(10:40 a.m. EDT) -- Princess Cruises is showing off its 13-year-old Caribbean Princess, after the ship underwent a multimillion-dollar refurbishment that welcomed several new and revamped spaces, and outfitted it for Princess' Ocean Medallion program (wearable technology that acts as a virtual concierge). Cruise Critic is onboard testing out all the additions -- with the exception of Ocean Medallion, which won't be available to passengers until March 2018. (Learn more about what to expect, here.) Check out our thoughts on the changes, so far.
Princess Luxury Bed
Princess debuted its "luxury bed" collection on Ruby, Emerald and Coral Princess back in February 2016, and has been slowly rolling it out to the fleet ever since. During Caribbean Princess' 2017 dry dock, Princess swapped out 3,200 beds, so every cabin now offers the new mattress and linen combo that together make up the "luxury bed." We think it should be called the magic bed, because every night we've slept like a baby nestled in luxurious softness.
World Fresh Marketplace
In keeping with the at-sea trend that is moving away from single-line buffets, Caribbean Princess replaced the old Horizon Court with the World Fresh Marketplace, composed of some dozen food stations. The setup allows for both a greater variety of food offerings, and cuts down on congestion. We love all the stations, particularly the salad stations with lots of ingredients to make your own, as well as the soup station and "specialty" island, which always has gluten-free treats including breads, fruit and desserts.
New Lido Deck Trimmings
Knowing that nothing makes a cruise ship look more tired and old than a faded Lido Deck with ratty deck chairs and scuffed tables, Princess invested a bunch in renewing the look of Caribbean Princess' Lido Deck with all new loungers, as well as tables and chairs (in a festively bright tangerine color) for dining at the newly refurbished Slice pizza counter, The Mix (formerly Blackbeard's Bar) and just-added Salty Dog Grill, which replaced the old Trident Grill. It gives all of Deck 15 a crisp, new feeling.

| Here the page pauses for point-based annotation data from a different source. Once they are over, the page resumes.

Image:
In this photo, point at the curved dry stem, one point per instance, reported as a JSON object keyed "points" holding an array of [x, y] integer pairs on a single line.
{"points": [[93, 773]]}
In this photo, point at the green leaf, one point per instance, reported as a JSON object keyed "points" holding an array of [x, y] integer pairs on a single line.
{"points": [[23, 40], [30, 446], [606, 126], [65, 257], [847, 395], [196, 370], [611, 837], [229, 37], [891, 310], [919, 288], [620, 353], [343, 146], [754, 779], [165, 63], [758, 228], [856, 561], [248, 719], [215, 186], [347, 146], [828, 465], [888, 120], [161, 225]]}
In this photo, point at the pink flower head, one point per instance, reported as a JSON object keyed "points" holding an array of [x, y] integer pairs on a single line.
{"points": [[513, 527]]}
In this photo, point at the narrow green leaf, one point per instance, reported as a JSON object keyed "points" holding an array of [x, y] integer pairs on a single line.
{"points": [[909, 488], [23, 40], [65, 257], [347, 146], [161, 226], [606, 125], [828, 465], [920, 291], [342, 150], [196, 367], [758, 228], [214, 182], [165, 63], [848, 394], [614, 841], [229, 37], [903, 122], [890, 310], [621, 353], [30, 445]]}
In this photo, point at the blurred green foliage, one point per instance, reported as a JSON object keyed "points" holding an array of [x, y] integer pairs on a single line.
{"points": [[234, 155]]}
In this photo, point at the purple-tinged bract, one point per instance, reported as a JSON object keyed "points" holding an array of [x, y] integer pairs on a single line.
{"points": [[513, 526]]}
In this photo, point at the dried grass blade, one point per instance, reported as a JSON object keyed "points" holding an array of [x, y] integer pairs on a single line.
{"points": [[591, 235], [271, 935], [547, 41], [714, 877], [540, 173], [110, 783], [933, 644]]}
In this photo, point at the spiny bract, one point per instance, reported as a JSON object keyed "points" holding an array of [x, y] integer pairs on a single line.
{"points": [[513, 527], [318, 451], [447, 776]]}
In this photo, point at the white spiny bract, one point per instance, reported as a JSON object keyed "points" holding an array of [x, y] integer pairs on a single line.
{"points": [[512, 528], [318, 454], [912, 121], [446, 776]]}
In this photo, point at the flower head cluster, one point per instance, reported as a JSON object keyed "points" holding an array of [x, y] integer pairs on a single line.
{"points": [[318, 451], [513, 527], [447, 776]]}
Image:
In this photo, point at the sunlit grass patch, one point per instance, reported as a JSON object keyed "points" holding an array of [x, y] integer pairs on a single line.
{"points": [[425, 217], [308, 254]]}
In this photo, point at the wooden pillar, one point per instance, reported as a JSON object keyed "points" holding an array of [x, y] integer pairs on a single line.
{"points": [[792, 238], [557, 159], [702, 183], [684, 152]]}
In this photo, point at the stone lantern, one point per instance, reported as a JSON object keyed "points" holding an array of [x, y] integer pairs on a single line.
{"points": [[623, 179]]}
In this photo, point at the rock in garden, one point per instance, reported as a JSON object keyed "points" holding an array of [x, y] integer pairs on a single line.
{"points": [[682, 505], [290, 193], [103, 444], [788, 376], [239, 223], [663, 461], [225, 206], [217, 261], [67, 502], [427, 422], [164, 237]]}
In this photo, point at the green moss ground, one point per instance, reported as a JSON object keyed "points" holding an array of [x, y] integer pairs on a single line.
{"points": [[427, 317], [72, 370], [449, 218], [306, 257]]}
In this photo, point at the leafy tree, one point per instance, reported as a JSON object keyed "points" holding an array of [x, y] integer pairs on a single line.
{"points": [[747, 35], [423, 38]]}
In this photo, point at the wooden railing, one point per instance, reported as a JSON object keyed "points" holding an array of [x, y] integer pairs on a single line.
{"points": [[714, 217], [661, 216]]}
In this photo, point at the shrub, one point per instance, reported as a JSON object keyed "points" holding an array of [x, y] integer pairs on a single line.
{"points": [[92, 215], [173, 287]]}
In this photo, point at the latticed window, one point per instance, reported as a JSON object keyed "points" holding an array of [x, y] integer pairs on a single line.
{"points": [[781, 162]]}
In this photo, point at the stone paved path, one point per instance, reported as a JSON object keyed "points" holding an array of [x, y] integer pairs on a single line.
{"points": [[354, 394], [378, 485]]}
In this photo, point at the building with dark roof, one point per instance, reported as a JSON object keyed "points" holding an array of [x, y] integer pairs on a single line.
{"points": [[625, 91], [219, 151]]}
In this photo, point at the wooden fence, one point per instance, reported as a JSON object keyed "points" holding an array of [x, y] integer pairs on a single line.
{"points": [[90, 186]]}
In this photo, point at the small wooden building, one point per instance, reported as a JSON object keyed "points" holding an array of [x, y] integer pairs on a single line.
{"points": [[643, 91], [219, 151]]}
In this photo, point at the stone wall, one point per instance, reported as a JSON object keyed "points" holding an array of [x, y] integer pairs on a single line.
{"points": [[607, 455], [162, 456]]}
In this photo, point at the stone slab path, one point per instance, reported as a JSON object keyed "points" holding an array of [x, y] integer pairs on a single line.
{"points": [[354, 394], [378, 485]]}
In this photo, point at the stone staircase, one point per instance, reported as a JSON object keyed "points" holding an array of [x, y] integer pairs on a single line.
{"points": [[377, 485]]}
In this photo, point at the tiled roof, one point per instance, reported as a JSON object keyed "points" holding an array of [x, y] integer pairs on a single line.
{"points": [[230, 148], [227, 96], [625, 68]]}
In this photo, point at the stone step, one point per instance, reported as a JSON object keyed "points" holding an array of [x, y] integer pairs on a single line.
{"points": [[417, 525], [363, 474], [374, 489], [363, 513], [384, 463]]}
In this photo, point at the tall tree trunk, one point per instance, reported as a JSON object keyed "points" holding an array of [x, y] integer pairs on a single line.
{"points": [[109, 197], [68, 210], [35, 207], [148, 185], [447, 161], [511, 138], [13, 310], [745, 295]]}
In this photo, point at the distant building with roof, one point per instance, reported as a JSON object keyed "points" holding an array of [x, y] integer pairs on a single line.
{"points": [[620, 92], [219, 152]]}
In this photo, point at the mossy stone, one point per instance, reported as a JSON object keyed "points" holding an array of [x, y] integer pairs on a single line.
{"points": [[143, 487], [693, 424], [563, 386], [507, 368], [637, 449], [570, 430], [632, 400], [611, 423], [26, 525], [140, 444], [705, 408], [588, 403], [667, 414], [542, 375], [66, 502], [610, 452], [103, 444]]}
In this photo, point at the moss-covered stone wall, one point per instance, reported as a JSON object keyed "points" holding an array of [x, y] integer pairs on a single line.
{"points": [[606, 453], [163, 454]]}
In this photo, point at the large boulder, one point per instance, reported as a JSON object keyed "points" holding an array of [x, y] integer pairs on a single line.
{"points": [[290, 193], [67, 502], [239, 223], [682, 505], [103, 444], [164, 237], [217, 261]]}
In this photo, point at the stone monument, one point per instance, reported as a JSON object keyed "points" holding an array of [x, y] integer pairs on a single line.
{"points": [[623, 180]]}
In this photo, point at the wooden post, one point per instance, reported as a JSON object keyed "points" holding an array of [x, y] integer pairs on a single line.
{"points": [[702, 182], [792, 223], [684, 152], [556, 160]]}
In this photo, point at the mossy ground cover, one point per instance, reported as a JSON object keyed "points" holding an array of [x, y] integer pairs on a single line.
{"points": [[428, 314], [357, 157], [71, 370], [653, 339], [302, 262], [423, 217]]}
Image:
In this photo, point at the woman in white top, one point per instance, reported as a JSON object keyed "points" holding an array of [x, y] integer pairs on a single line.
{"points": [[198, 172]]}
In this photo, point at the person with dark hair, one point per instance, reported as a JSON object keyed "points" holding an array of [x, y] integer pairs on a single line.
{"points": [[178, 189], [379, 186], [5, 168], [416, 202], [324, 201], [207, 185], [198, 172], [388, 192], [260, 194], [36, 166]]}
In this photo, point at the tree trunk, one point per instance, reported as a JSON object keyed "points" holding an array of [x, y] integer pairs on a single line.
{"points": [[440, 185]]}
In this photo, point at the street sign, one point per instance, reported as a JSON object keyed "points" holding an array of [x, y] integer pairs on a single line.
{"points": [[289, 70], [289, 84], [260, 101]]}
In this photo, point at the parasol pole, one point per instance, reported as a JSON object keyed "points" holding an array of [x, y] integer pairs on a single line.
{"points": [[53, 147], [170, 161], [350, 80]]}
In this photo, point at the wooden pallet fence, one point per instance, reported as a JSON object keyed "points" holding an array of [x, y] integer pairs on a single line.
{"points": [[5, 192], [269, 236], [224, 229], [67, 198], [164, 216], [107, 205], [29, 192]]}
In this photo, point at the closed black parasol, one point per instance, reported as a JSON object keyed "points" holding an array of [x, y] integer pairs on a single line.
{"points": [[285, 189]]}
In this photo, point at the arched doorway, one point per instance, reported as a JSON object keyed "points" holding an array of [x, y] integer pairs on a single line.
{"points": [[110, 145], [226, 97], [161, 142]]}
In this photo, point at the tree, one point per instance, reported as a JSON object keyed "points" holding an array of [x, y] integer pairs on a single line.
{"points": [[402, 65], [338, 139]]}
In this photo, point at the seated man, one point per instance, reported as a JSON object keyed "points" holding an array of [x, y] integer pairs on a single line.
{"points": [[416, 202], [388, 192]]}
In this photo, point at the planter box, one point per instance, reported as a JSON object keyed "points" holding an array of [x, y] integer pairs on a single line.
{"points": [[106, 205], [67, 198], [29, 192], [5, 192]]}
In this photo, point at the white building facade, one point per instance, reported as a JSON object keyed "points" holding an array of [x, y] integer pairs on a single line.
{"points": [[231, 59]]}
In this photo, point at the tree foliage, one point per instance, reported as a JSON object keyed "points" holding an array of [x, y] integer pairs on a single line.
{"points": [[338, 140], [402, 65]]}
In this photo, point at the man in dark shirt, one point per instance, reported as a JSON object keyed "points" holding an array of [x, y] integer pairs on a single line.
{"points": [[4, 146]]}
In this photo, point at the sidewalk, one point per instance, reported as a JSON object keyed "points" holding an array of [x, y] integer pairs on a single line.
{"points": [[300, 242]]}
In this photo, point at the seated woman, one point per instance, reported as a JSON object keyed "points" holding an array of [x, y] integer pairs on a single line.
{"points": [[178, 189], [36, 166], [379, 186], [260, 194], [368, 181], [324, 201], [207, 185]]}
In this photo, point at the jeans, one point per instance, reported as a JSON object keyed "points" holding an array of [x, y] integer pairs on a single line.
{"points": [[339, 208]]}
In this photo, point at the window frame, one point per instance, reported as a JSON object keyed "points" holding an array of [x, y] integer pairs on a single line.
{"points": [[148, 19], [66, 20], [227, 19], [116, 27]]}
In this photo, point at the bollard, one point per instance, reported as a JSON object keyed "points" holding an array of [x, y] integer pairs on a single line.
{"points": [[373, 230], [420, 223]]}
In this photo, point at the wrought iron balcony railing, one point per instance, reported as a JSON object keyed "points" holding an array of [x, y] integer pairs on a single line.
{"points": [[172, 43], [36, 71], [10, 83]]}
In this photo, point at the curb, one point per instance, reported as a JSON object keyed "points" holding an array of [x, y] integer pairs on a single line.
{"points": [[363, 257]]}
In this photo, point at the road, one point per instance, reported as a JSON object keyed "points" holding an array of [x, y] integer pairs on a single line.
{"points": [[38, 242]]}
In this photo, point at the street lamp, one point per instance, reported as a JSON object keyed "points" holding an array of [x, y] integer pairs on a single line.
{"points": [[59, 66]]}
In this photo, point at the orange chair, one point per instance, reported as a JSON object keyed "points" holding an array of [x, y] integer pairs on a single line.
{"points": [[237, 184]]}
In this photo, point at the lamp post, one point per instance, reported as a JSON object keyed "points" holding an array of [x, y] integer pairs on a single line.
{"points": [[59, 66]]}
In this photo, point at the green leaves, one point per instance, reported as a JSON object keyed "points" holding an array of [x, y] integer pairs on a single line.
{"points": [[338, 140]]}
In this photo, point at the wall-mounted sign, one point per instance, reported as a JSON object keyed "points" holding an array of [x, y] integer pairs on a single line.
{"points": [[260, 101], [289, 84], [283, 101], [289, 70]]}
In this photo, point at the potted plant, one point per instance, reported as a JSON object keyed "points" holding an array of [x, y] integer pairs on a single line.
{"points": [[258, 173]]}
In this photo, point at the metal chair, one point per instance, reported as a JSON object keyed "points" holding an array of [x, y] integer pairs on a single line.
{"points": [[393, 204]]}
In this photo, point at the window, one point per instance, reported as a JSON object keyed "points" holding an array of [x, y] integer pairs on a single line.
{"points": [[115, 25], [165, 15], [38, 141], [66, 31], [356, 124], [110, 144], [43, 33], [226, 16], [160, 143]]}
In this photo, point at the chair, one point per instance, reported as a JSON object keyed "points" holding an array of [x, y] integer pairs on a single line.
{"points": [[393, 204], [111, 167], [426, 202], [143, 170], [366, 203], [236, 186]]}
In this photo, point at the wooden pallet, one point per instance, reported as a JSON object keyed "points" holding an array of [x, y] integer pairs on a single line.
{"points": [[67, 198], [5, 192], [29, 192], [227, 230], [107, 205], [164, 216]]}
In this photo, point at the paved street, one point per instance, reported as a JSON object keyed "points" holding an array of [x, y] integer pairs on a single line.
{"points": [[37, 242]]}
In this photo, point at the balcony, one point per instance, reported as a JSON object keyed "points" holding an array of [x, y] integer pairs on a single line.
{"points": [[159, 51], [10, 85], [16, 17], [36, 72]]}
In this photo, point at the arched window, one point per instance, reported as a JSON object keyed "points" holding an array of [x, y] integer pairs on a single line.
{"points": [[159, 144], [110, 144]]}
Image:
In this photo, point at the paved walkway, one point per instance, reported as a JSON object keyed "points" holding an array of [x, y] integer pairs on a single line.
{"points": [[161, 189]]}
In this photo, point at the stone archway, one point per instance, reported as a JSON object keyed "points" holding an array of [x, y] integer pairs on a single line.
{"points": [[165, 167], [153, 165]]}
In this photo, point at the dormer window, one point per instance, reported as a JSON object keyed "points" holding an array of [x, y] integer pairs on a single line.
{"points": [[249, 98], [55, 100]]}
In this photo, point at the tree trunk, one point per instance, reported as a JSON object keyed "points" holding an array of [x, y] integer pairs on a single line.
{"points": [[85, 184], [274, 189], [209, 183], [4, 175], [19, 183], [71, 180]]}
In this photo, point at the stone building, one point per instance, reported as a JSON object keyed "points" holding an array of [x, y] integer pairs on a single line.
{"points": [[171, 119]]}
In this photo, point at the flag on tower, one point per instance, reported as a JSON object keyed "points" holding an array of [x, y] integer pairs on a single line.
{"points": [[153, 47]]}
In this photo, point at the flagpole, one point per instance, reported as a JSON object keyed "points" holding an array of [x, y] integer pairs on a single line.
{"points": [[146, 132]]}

Full disclosure, we haven't been to the newly revitalized Sabatini's on Caribbean Princess, but we've met several people who have and they've all raved about it (some have even been back two times, and we're only on day six of a highly port-intensive 12-day cruise). Caribbean Princess is the first ship in the fleet to get the new Sabatini's menu, which was created in partnership with Chef Angelo Auriana of Los Angeles-based The Factory Kitchen and offers a combination of antipasti and pasta dishes. We can't wait for our turn to dine here in a few days' time.
Other than the addition of the luxury beds and the replacement of all in-cabin artwork, none of the cabins onboard Caribbean Princess were changed during the ship's dry dock. This means the carpets are a bit worn, the showers are still too tiny with clingy shower curtains, and -- most importantly -- the rooms still have just two 110 voltage power outlets (near the desk, not the bed) and no USB charger. For a ship that spends part of its time in Europe, the lack of at least one easily reachable 220V outlet is noticeable. (You can get an adapter from the Passenger Services desk if you ask for one, and there is actually a hidden 220V outlet behind the bed, requiring passengers to pull the bed out and squeeze behind it to reach it.)
With the name "Steamers Seafood," one might expect to discover a menu fit for a seafood lover. Instead, it's a bit of a disappointment with a menu that's quite limited. There are just two appetizer choices and four main entree choices, all of which have shellfish -- leaving anyone who can't eat shellfish for dietary or religious reasons out of luck. (The chef will make the crab-stuffed flounder without the crab, but it's drowned in Hollandaise sauce and not nice at all.) During a dinner at the restaurant with several other reporters and their guests, the general response to the meal ranged from "eh" to "not good." We're not sure whether passengers feel the same, as so far the restaurant has been mostly empty each night. The ship's hotel director told us this has more to do with the ship's port-intensive itinerary and that anecdotally, Steamers has had a good reception.